— А пальцами ног?
— Кажется, могу… — шепотом произнес он.
— Никакого онемения? Все чувствуешь?
— Еще как чувствую!..
У нее за спиной Беццола звонил куда-то по мобильному телефону и говорил по-романшски.
— Что болит сильнее всего?
— Левое плечо.
— Ты хочешь попробовать изменить позу?
— Нет.
Она взяла его правую руку, чтобы проверить пульс, но под пальцами у нее что-то тихо хрустнуло. Мануэль вскрикнул. Соня осторожно положила руку на землю.
Беццола закончил разговор.
— Внизу, у опушки леса, есть место, где может сесть вертолет. Я пойду встречу его. У вас есть мобильник? На всякий случай.
Он продиктовал ей свой номер и ушел.
На скалистом откосе не было ни одного дерева, и дождь беспрепятственно лил на них.
— Во внешнем кармане моего рюкзака есть накидка от дождя. Ты можешь достать ее так, чтобы не шевелить меня?
Соне потребовалось несколько минут, чтобы вытащить из-под Мануэля оранжевую накидку. Сев на корточки, она накрыла его и себя. Некоторое время они молча слушали, как дождь барабанит по крыше их палатки.
— Он сказал правду. Миланский черт — это я.
Соня все это время пыталась вытеснить из сознания зловещую тему. Она и сейчас сделала вид, будто не слышит его.
— Это был я. Мне очень жаль, но это правда. Это сделал я…
Соня молчала.
— Я сам хотел тебе сказать. Сегодня. Потому и напросился с тобой.
— Почему же не сказал?
— Пошел дождь… Ты заторопилась назад. Я бы сказал тебе. Честное слово…
Боль и стыд исказили его круглое гладкое лицо.
Соня почувствовала, как в ней медленно разливается свинцовое чувство апатии. Ей казалось, будто она далеко-далеко от этого человека, с которым делила два квадратных метра земли под куском оранжевого прозрачного полиэтилена.
— Это я налил кислоты в кадку с фикусом, вызвал Казутта днем на дежурство, набросал светящихся палочек в бассейн, подвел куранты в церкви, переодел Банго, перевернул крест…
— А Паваротти? — уточнила он скорее для порядка.

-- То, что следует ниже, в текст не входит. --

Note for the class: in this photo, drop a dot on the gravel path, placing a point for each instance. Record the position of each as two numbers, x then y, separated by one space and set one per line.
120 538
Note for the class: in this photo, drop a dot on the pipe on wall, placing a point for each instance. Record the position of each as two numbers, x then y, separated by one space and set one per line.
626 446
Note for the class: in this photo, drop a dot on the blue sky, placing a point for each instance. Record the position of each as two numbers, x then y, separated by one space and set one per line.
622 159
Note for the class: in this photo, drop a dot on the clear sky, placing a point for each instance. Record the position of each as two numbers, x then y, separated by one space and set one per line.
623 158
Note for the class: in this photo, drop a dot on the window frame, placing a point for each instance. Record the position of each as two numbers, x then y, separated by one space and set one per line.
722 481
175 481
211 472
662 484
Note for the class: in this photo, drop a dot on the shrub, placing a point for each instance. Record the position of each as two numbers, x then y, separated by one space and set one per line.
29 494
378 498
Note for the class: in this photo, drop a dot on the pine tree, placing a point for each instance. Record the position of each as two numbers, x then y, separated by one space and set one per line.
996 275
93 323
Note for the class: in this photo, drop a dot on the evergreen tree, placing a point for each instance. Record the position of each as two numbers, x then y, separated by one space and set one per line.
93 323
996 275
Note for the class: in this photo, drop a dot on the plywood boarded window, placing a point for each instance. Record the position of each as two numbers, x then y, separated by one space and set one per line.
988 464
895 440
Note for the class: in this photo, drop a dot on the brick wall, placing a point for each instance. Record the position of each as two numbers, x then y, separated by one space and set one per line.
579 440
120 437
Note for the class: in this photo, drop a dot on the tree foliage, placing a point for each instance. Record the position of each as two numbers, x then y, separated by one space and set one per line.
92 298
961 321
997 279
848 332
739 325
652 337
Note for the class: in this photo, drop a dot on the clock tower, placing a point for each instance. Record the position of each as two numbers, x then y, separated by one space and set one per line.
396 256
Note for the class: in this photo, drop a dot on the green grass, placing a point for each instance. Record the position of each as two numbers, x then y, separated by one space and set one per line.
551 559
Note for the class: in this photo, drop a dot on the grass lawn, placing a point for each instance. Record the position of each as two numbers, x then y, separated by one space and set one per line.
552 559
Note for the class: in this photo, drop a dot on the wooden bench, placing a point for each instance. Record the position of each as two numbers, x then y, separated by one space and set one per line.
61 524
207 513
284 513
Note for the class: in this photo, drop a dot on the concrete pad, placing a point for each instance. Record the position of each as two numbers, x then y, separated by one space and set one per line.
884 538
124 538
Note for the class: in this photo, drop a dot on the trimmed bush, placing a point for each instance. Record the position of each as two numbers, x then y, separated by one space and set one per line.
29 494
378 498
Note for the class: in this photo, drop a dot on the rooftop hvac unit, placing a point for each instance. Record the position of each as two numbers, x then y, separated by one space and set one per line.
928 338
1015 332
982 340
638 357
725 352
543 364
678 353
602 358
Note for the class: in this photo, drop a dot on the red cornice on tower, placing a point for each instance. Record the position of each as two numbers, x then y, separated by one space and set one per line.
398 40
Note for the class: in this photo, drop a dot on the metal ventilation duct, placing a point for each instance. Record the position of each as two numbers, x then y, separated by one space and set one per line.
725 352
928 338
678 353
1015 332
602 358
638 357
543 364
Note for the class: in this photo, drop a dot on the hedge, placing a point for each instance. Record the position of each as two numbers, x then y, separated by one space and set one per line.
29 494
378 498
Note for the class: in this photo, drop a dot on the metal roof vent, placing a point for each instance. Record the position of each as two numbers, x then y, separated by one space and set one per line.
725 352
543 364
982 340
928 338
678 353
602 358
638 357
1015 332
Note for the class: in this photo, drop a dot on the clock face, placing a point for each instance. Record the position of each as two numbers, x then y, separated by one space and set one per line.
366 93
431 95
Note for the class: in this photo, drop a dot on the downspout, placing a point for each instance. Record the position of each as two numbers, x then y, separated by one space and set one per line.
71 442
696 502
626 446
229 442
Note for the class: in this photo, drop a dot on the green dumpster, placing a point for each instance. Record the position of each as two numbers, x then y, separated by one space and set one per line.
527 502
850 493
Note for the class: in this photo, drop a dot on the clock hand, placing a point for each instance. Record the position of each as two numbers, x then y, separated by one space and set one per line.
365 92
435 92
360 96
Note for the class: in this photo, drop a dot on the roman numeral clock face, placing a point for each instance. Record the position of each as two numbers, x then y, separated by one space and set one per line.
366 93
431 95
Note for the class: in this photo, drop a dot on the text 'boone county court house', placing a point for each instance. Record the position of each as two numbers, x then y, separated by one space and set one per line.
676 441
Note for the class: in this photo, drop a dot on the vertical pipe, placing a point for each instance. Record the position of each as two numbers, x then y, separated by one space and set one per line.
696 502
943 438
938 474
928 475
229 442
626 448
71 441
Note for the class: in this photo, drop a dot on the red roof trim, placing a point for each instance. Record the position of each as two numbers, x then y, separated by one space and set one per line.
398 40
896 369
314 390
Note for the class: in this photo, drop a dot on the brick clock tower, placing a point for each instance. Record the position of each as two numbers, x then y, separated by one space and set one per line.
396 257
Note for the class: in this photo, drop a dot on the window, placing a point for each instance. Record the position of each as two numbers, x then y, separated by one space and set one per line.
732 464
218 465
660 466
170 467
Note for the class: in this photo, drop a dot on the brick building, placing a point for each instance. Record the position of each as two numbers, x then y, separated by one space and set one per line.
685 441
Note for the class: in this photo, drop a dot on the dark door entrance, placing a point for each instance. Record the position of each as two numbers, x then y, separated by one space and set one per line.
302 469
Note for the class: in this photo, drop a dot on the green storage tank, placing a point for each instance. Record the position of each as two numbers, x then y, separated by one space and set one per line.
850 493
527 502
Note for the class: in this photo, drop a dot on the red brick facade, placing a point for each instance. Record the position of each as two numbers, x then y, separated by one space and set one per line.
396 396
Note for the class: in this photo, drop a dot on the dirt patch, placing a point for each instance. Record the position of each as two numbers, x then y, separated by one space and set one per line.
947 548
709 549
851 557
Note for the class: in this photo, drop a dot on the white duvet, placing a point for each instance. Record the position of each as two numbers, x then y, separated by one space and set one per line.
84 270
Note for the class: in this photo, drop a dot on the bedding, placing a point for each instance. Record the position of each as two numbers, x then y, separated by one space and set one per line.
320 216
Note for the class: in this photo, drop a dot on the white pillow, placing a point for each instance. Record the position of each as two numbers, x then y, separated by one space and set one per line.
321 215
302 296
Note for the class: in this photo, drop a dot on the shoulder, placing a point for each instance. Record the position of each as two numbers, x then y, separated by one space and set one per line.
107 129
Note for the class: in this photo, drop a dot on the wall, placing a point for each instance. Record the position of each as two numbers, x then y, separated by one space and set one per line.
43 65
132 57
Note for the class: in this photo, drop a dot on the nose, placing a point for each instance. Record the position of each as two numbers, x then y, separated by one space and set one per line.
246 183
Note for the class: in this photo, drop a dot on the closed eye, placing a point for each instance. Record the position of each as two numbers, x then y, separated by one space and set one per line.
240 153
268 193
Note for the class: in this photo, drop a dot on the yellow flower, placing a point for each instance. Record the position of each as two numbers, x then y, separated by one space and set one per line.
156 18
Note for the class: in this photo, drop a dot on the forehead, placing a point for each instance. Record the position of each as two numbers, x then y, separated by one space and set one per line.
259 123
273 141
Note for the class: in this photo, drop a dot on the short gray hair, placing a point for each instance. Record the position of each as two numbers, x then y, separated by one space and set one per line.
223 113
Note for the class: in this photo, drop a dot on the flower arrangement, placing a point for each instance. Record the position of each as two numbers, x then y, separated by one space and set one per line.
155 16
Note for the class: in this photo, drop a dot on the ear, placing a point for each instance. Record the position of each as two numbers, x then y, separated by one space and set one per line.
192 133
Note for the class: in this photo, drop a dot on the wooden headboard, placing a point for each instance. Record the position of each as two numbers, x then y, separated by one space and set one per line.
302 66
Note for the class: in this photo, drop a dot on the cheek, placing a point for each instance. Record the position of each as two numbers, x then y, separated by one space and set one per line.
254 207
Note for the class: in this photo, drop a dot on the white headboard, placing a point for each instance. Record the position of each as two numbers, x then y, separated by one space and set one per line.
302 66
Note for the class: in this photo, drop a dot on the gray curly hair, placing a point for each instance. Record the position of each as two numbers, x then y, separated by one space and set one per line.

Она почувствовала, что он кивнул. Того, что он потом еще говорил, она уже не слушала. Но она видела его голос. Это были какие-то крошащиеся, переливающиеся радужно-маслянистым блеском, лениво перекатывающиеся массы, на поверхности которых звуки дождя оставляли чеканные металлические узоры.
Когда образ его голоса исчез и остался лишь шум дождя, она спросила:
— И что должно было произойти дальше? Что с ней должно было случиться?
— С кем?
— С Барбарой Петерс. С твоей Урсиной.
Молчание.
— Все это было адресовано не ей… — произнес он наконец осторожным, деликатным тоном человека, который вынужден сообщить тяжелое известие. — Это было адресовано тебе, Соня. Это ты — Урсина…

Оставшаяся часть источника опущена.